I was having a conversation with a colleague over dinner recently and an interesting topic came up: Fealty and veneration to the words and deeds of those who, to greater or lesser extents, helped define Lean management as we understand it today. My colleague said that such intense loyalty and deep respect bordering on the holy has unintended consequences that are harmful.
Namely, people stop thinking. I think he is largely correct.
Is it not odd that the “Lords of Lean” have awakened people and succeeded in getting them to think, yet it also caused most people to stop thinking. Their work, much of it published in book form, anchors followers. They do what the book says and recite the words as the final authority on the topic. In this way, they have stopped thinking.
Who are the “Lords of Lean?” (assuming for the moment that Lean is synonymous with Toyota’s management system). That will depend on what you have read and whom among the living you may have personally interacted with. People like Henry Ford, Taiichi Ohno, Chihiro Nakao, W. Edwards Deming, Shigeo Shingo, Yasuhiro Monden, Masaaki Imai, Frank Woollard, James Womack, Daniel Jones, Jeffrey Liker, Art Byrne, Gary Kaplan, John Toussaint, moi… you get the idea.
If we take their work as the final word, we close our minds instead of open our minds. We become fixated on them. They anchor us, which biases us against our own further growth and development. We don’t think we have the ability to do better. We don’t evolve. We don’t do a good job coaching and developing others.

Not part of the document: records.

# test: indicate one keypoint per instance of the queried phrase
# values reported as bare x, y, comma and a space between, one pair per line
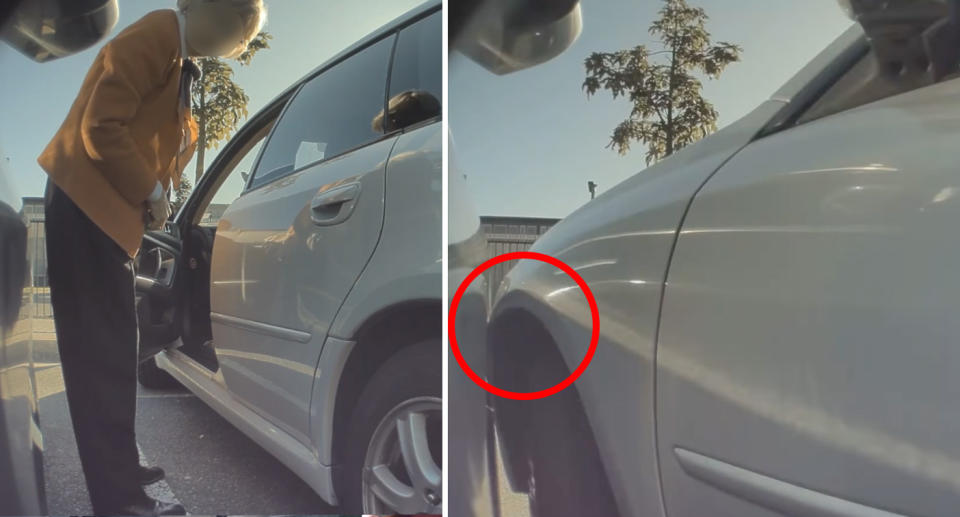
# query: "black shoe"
150, 475
151, 508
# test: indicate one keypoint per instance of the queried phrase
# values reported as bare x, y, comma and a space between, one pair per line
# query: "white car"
308, 313
778, 306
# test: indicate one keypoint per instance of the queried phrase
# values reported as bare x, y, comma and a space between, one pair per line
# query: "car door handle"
334, 206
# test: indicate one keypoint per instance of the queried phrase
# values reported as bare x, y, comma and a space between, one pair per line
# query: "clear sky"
529, 142
35, 98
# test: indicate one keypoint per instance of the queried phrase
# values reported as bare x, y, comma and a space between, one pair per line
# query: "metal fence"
507, 235
37, 256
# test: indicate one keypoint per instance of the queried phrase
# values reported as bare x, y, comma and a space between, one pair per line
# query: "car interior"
173, 266
901, 52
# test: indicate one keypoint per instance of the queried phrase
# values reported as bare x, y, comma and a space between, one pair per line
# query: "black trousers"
92, 292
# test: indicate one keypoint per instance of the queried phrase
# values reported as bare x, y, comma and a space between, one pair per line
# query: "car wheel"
151, 376
394, 461
566, 475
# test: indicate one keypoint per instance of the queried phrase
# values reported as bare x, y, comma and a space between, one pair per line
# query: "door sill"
768, 492
297, 457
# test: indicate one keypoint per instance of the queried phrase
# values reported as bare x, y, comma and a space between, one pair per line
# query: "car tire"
566, 475
151, 376
411, 380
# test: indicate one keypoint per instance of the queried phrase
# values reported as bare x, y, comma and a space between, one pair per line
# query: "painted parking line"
159, 490
166, 396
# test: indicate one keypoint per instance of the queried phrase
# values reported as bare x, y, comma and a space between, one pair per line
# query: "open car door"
159, 290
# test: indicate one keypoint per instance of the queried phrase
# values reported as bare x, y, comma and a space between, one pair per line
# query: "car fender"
620, 244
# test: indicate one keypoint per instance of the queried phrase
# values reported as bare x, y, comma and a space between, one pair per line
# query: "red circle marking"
594, 335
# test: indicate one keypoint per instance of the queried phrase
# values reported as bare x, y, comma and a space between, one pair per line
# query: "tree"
219, 103
669, 111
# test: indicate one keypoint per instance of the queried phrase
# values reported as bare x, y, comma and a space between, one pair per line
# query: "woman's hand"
156, 211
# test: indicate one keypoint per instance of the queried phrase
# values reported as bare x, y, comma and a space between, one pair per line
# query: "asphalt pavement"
212, 468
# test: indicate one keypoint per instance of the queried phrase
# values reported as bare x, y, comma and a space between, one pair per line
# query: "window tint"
233, 183
334, 112
416, 79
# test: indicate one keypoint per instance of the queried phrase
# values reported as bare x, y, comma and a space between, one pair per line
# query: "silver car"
298, 290
777, 306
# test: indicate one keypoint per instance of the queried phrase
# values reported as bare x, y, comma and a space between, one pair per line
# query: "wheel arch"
378, 338
516, 338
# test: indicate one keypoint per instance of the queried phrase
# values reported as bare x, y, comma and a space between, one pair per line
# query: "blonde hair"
251, 13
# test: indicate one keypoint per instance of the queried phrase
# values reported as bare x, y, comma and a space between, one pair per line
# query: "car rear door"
289, 250
807, 356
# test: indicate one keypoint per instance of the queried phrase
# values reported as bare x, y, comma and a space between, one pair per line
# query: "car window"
232, 180
333, 112
416, 87
889, 68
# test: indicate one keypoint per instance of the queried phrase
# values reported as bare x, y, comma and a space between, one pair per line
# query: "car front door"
288, 251
807, 356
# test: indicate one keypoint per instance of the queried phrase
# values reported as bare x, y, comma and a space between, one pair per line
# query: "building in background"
506, 235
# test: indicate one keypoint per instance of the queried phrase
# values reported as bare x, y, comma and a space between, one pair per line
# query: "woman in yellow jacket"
124, 143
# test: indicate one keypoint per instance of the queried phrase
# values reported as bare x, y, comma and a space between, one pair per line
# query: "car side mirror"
44, 30
911, 36
505, 36
406, 109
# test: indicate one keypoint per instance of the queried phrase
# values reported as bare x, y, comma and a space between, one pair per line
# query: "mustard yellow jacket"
125, 129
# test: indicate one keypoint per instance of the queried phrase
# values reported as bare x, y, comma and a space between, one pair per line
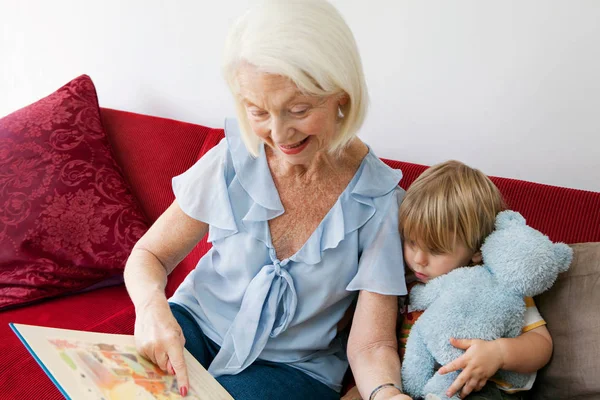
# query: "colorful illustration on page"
111, 372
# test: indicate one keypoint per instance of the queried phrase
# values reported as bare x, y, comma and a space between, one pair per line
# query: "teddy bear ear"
508, 218
564, 254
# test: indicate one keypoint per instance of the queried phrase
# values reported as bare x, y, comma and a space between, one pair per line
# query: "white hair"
308, 42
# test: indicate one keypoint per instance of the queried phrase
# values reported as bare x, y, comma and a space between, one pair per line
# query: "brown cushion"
572, 310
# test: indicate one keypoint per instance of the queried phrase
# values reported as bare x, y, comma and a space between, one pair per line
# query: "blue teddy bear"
481, 302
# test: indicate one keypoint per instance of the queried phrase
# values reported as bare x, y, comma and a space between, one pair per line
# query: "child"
444, 218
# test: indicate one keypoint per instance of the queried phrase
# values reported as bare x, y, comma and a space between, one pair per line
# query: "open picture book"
88, 365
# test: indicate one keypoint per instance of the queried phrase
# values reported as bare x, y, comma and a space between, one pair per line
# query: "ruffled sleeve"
381, 263
202, 192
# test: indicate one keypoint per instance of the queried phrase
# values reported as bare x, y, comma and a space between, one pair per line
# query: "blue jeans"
263, 380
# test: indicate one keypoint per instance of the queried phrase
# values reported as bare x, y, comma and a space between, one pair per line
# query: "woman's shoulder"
377, 179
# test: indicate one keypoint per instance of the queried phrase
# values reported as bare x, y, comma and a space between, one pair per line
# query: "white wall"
511, 87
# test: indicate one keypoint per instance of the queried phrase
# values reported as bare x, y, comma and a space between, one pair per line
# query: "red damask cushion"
68, 219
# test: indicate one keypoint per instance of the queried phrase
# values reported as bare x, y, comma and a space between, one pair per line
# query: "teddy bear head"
521, 258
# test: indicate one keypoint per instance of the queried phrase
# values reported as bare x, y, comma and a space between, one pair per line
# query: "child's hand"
482, 359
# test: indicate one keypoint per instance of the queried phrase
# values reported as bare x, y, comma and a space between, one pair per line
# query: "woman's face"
294, 125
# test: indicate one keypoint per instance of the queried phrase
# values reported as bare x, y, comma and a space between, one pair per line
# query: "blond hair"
308, 42
450, 204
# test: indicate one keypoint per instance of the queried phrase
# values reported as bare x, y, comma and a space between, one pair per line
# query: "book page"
107, 367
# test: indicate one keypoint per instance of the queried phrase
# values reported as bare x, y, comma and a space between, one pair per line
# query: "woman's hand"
159, 338
353, 394
481, 360
400, 397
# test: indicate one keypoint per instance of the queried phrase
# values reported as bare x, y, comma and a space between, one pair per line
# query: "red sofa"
151, 151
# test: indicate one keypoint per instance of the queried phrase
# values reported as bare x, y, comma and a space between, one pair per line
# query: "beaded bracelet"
381, 387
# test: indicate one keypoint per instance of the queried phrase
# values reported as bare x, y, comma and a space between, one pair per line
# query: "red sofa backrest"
152, 150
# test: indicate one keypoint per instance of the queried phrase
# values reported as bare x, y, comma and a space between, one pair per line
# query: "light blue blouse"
256, 306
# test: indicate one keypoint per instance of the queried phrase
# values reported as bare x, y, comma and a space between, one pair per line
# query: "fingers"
461, 343
161, 358
458, 383
480, 385
459, 363
178, 363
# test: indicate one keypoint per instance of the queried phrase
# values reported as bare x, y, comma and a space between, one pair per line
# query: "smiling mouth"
295, 145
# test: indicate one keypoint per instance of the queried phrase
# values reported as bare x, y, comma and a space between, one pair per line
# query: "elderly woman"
302, 217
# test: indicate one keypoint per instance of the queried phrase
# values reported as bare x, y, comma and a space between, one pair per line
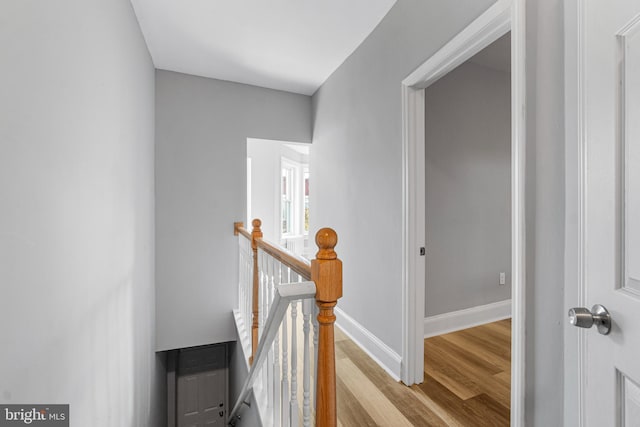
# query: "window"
294, 198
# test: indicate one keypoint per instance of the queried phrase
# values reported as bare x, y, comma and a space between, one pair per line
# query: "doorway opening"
502, 17
278, 191
467, 325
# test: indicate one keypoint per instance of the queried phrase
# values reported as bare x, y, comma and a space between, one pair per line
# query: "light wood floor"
467, 383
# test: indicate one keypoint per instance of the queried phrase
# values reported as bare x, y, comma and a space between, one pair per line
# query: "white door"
610, 126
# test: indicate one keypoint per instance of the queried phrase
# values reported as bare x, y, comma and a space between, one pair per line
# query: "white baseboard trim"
467, 318
381, 353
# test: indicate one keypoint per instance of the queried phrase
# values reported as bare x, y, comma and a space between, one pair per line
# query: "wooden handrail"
283, 297
326, 272
291, 260
297, 263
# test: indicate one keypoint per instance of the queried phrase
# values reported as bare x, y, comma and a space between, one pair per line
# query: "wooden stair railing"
326, 272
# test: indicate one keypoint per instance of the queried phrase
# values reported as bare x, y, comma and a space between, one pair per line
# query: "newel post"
326, 272
256, 234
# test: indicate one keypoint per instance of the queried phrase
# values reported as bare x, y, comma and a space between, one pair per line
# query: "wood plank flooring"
467, 383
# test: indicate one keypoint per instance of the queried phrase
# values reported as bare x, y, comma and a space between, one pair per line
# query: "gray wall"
266, 159
76, 222
238, 372
202, 126
545, 198
357, 155
357, 130
468, 189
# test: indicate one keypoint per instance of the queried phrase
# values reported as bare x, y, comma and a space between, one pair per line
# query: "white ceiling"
291, 45
497, 55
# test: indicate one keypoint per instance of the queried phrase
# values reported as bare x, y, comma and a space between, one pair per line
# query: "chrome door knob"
583, 318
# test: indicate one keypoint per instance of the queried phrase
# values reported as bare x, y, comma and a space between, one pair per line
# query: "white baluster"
314, 321
276, 357
293, 407
307, 309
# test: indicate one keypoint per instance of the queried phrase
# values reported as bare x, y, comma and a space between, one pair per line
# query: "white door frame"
501, 17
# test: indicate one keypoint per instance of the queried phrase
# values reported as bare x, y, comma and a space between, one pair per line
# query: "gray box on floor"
198, 386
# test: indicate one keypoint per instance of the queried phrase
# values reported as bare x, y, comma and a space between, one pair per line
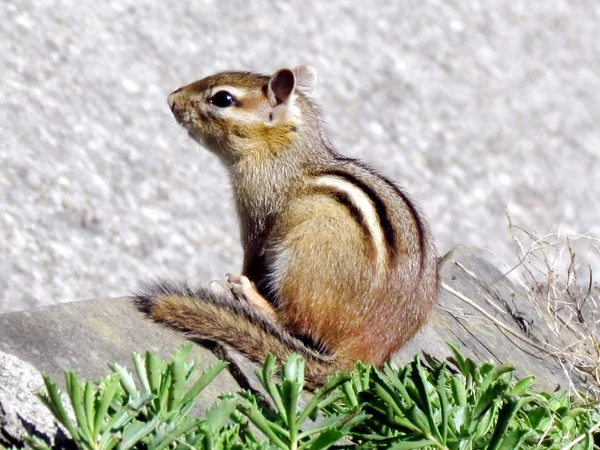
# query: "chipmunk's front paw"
242, 287
221, 287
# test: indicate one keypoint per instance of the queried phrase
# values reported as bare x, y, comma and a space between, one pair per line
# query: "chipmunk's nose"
172, 99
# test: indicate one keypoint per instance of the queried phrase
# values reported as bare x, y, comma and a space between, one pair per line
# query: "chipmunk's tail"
218, 316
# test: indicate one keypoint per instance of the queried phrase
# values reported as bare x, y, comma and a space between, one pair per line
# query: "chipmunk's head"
242, 114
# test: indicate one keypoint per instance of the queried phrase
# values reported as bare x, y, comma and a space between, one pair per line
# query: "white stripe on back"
367, 209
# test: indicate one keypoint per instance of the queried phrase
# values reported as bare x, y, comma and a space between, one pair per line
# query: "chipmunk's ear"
306, 78
280, 87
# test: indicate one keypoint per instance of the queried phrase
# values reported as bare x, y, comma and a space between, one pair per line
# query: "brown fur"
307, 246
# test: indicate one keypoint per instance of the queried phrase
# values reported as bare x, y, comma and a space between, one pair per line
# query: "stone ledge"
85, 336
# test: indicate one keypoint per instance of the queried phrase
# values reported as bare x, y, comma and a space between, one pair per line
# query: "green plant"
480, 406
471, 406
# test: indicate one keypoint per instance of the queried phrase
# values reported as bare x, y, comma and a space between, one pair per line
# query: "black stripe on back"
344, 199
414, 212
387, 226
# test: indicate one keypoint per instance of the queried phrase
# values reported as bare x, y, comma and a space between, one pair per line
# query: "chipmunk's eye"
222, 99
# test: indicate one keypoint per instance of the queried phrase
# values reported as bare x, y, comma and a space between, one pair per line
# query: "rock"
464, 271
21, 412
82, 337
85, 336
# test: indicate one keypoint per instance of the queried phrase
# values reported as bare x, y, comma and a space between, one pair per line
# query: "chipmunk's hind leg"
208, 314
241, 286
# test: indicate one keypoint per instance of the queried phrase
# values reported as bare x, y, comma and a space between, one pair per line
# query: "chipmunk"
339, 265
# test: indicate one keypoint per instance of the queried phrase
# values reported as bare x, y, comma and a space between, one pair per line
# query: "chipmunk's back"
339, 265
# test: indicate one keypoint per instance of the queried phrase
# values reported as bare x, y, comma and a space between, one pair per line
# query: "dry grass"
561, 287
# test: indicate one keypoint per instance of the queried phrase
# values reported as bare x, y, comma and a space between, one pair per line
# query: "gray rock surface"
478, 337
22, 414
473, 106
85, 336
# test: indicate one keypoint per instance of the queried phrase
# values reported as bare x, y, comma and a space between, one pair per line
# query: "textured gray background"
473, 106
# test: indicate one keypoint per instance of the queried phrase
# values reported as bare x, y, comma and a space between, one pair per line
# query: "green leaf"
324, 441
506, 414
421, 383
154, 371
514, 439
218, 415
267, 382
410, 444
440, 385
126, 379
106, 399
260, 422
179, 377
461, 363
458, 391
419, 419
140, 370
522, 386
88, 406
207, 376
54, 402
136, 431
174, 434
492, 394
75, 391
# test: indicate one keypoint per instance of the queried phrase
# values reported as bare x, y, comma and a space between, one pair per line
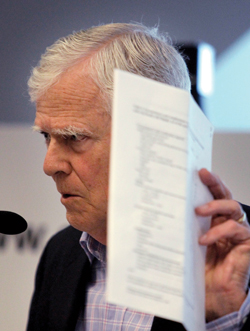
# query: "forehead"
75, 98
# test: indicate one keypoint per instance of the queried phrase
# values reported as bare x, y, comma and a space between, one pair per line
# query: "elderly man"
72, 87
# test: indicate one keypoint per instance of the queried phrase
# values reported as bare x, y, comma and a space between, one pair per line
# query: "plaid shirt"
102, 316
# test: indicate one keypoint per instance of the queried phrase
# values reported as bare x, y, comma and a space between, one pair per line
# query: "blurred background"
27, 27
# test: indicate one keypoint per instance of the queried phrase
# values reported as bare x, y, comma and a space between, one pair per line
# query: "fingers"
229, 230
215, 185
230, 209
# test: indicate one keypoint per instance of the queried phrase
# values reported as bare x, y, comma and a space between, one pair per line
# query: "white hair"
131, 47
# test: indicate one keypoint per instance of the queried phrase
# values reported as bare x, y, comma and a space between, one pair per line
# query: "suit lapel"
68, 292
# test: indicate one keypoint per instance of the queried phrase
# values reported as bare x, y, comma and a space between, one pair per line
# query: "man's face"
76, 126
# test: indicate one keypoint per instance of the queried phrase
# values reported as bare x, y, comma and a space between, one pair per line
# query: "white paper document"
160, 139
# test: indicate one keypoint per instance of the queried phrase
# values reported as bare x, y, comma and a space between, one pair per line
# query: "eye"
46, 137
78, 137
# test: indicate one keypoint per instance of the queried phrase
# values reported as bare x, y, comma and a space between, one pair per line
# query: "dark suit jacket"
61, 277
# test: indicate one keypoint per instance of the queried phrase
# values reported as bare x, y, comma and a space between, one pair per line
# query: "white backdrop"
28, 192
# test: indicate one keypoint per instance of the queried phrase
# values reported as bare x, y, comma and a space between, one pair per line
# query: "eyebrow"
70, 130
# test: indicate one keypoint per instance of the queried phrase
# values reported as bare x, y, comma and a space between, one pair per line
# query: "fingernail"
203, 239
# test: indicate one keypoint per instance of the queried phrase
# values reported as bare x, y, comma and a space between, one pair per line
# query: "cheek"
94, 172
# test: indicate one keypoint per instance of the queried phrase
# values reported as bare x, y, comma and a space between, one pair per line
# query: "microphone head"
12, 223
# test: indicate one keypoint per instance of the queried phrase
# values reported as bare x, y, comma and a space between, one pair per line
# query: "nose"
56, 160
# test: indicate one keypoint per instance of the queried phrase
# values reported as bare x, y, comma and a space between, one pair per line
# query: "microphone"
11, 223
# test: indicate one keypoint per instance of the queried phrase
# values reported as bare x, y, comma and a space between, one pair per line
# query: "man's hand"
228, 250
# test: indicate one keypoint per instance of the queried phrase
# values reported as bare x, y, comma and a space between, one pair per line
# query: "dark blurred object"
200, 60
11, 223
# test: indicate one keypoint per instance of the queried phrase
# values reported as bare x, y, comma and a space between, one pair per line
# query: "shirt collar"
93, 248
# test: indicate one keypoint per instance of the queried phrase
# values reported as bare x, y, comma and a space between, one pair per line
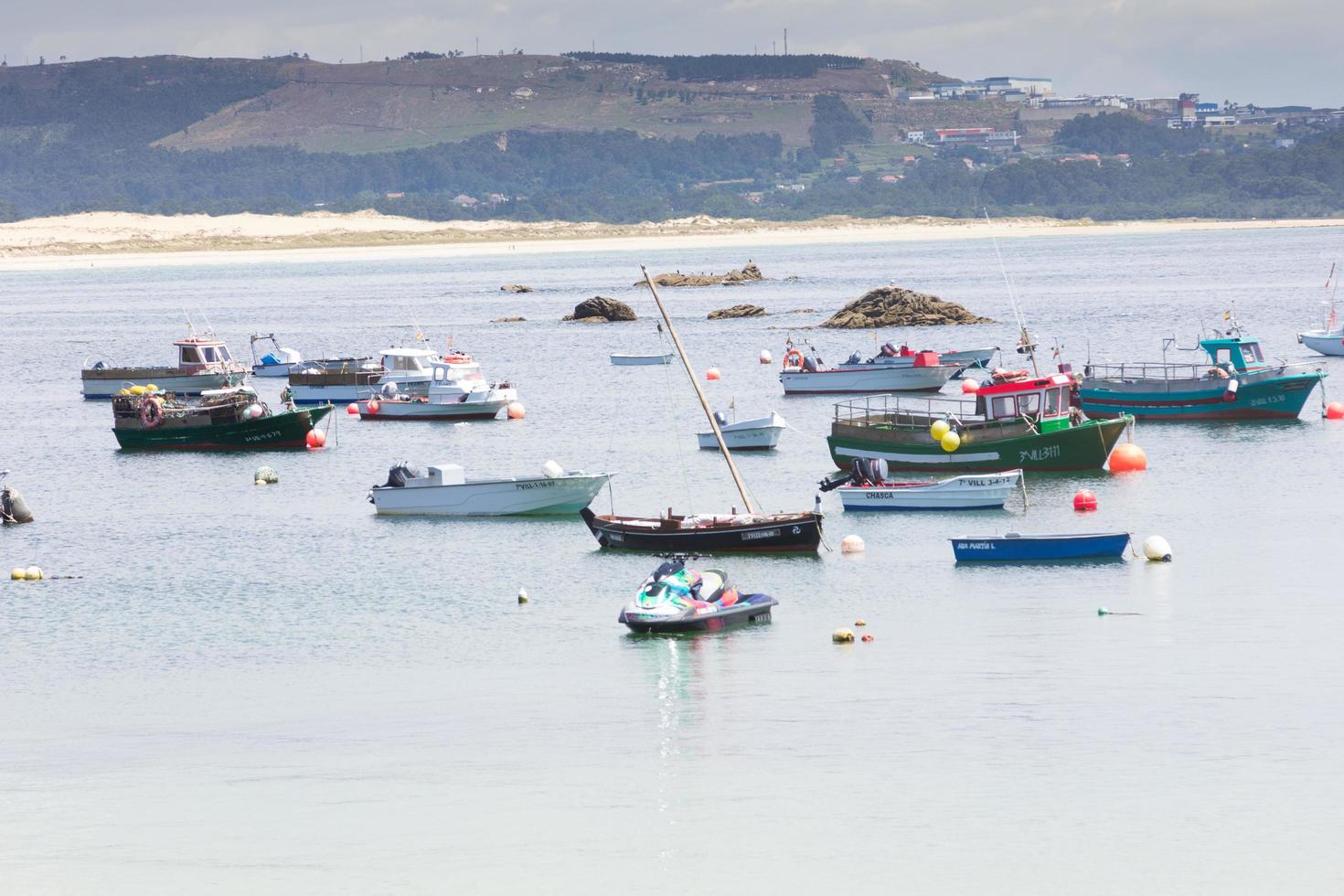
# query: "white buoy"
1157, 549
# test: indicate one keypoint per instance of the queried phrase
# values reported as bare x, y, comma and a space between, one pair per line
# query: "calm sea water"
271, 689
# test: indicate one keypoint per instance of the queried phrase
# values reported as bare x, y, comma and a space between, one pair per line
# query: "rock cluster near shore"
737, 311
745, 274
897, 306
600, 309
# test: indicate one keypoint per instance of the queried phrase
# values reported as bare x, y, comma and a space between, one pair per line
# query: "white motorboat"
903, 357
445, 491
805, 375
640, 360
409, 368
757, 434
203, 363
277, 361
866, 488
1326, 341
457, 391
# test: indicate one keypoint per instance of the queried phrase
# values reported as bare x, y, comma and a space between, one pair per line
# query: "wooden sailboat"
700, 532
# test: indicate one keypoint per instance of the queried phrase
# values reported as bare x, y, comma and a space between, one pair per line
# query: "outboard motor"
400, 475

In the case of those who helped create the Toyota Production System, Taiichi Ohno is considered the Master. Yet, part of a Master’s teaching is to inform their disciples that they must take what they have learned and continue to learn and evolve. They must strive to go beyond Master’s teachings. This, of course, is a great challenge. The point, however, is not whether you succeed, but it is that you tried; that you put great effort into it over many decades.
In almost every case that I see, effort is far more limited. People blindly try to replicate TPS and most get no further than where Toyota was in the early 1970s, despite all the consultants and all the books. Because that can be considered a great success, people slow down or stop. Yet, things change every day, and so there must be new ideas to try every day. Kaizen, continuation, and evolution are necessary. When kaizen stops, you stop thinking.
In his book Toyota Production System, Taiichi Ohno talked about seven wastes. For many years there has been a great debate over whether or not there is an eighth or ninth waste. Here’s what Ohno-san said about the number of different types of waste (Workplace Management, p. 175):
“I don’t know who came up with it but people often talk about ‘the seven types of waste.’ This might have started when the book came out, but waste is not limited to seven types. There’s an old expression” ‘He without bad habits has seven,’ meaning even if you think there is no waste you will find at least seven types. So I came up with overproduction. waiting, etc., but that doesn’t mean there are only seven types. So don’t bother thinking about ‘what type of waste is this?’ Just get on with it and do kaizen.”
Here is a further explanation (Shingijutsu-Kaizen, p. 28):
“…you should understand that the sensei has in mind that there are 500 or so different abnormalities that might be sensed; they are comprised of the ‘classical’ seven kinds of waste (‘muda’) plus 493 others.”
As Chihiro Nakao says (Kaizen Forever, p. 27):
“Don’t do exactly as I say or did not say. Think for yourself.”
People tend to miss these fine points in books. But they would recognize them if they continuously practiced kaizen and evolved their thinking.
Instead of fealty or veneration, I believe what our greatest Lean/TPS teachers want most is for their disciples to put what they have learned into practice and to work honestly and diligently for many years. Much like a Zen master, the hope is that one day the student will surpass the teacher. Kaizen, continuation, evolution, and succession.
Contrast this with what most leader of big business seem to want. Fealty and veneration for two things:
- The position they hold
- The singular accomplishment of increasing the stock price
Position commands respect if it is earned. Higher stock price via laying people off, closing plants, squeezing suppliers, mergers, divestitures, financial engineering, etc., diminishes respect and negates fealty and veneration because anyone can do what they have done. Leaders such as these have not taught anything of value to anyone. They did not teach anyone how to think.
If, instead, they did what Ohno-san had done, or better, then they too would realize that they have no use for fealty and veneration. The only thing they would have use for is kaizen, continuation, evolution, and succession.